Laat het Belgische Wetteren een les zijn in risico's van vervoer van gevaarlijke stoffen

Source: M.B. (Marijke) Vos i, published on Tuesday, July 2 2013.

Marijke Vos bepleit dat de groei van vervoer van gevaarlijke stoffen moet worden geremd. De Wet basisnet regelt de risicosturing op bepaalde routes voor het vervoer van gevaarlijke stoffen, een verbetering! Maar de risicoplafonds die de minister hiervoor gebruikt houden rekening met een grote groei van dit transport. Groenlinks vindt dat hier paal en perk gesteld aan moet worden en vroeg staatssecretaris Mansveld ambitieuzer te zijn. Ook vindt Groenlinks dat omwonenden en betrokkenen beter geïnfomeerd moeten worden en een steviger stem moeten hebben in de vaststelling van de routes waarover gevaarlijke stoffen vervoerd worden.

Het vervoer van gevaarlijke stoffen is bepaald niet zonder risico’s. Het Vlaamse Wetteren kan erover meepraten. Op 3 mei verongelukte een goederentrein, geladen met 300 ton acrylonitril. De oorzaak was een wisselstoring én een te hoge snelheid (87 km per uur waar 40 km was toegestaan). Het gevolg was 1 dode, ruim 100 gewonden en enorme maatschappelijke kosten voor het opruimen en saneren.

Ook in Nederland hebben we verschillende ongelukken met het vervoer van gevaarlijke stoffen meegemaakt. Niet voor niets maken veel omwonenden van spoor waar goederentreinen met gevaarlijke stoffen passeren zich regelmatig zorgen over hun veiligheid.

Het wetsvoorstel wat we vandaag bespreken, de Wet Basisnet, voorziet in aanpassingen van de Wet Vervoer Gevaarlijke Stoffen. De wet heeft tot doel om risicosturing door de Minister van Infrastructuur en Milieu op bepaalde vervoerstrajecten mogelijk te maken.
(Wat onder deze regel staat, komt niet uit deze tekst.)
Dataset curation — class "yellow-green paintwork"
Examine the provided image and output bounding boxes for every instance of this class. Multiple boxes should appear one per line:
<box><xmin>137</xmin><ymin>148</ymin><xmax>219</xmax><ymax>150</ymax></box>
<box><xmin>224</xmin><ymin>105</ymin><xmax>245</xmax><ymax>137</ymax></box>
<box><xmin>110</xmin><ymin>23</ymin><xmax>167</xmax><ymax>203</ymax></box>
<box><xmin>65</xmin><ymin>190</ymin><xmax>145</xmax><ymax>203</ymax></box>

In verband daarmee krijgt de minister bevoegdheden tot aanwijzing van het basisnet, ofwel de aanwijzing van de transportroutes voor het vervoer van gevaarlijke stoffen over weg, water en spoor, en daarbij behorende risicoplafonds en referentiepunten. Met deze wet zou een duurzame oplossing voor de spanning tussen het vervoer van gevaarlijke stoffen, de ruimtelijke ontwikkelingen en de veiligheid van omwonenden geboden worden. Door de toename van vervoer van gevaarlijke stoffen én de toename van bebouwing in de buurt van doorgaande wegen, spoorlijnen en waterwegen is die spanning zeer relevant.

Toch bestaan er bij mijn fractie, maar ook bij deskundigen, veel vragen over de meerwaarde van de Wet Basisnet. Ira Helsloot, hoogleraar Besturen van Veiligheid aan de Radbout Universiteit Nijmegen zei in een gesprek met de 1e Kamercommissie IMRO dat je niets aan het basisnet hebt: of er is niets aan de hand, of er gebeurt een ongeluk en dan heb je aan alle risicocriteria te weinig. Het begrip ‘veiligheidsafstand suggereert veiligheid, maar bij een ongeluk is die veiligheidsafstand veel te klein, aldus Ira Helsloot.

Veiligheid is een lastig begrip. Veiligheid is niet te meten. Veiligheid is alleen te berekenen. Maar wat zeggen die berekeningen? Wat heeft een burger die vlakbij een spoorlijn woont, waar regelmatig goederentreinen met gevaarlijk spul langskomen, aan die berekeningen?

En wat betekenen de maatschappelijke aanvaarde risiconormen, die ondermeer uit die berekeningen volgen? Zeggen die iets over veiligheid? Of zeggen ze vooral iets over haalbaarheid en betaalbaarheid van maatregelen?

u zegt met het systeem van een basisnet en risicoplafonds de risico's beheersbaat te maken.wat bedoelt u met 'beheersbaar', zo vraag ik de staatssecretaris. Beheersbaar suggereert veiligheid, biedt het basisnet meer veiligheid? Graag een reactie.

De kernvraag voor mijn fractie is; wat voegt deze wet Basisnet toe?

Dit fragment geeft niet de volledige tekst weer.